Paradoxia is a genus of microscopic green algae, in the family Coccomyxaceae. It is found in freshwater habitats as phytoplankton worldwide, but species are rare.

==Description==
Paradoxia consists of individual cells or pairs of cells. Individual cells are club-shaped or fusiform in outline, 18–45 μm long and 3–8 μm wide. When paired, the two cells are joined at the base by spines or leaf-like appendages that twist together. These leaf-like appendages have many fine curved ridges on one face. The cell wall is smooth and covered with thin spines up to 24 μm long. Cells are uninucleate (i.e. with one nucleus) and one chloroplast containing a single pyrenoid.

Reproduction occurs asexually via the formation of autospores or zoospores which form a coenobium while still in the mother cell wall. Resting spores have also been reported. Sexual reproduction has not been observed in this genus.
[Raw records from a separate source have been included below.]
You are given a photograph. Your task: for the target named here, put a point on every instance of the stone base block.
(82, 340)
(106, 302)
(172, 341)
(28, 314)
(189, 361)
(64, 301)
Paradoxia species are distinguished by the morphology of the cells, and whether or not they are paired. The genus may be closely related to others with leaf-like appendages at the cell ends, in particular Ankyra.

==Taxonomy==
Sources disagree on where to place Paradoxia taxonomically. In their 1983 monograph, Jiří Komárek and Bohuslav Fott placed Paradoxia in the family Characiaceae. A strain labeled as Paradoxia multiseta in the UTEX-Austin culture collection was found to have a close phylogenetic relationship to Coccomyxa; however, the morphology of the strain (having spherical cells) does not appear to match that of Paradoxia, making the identity suspect.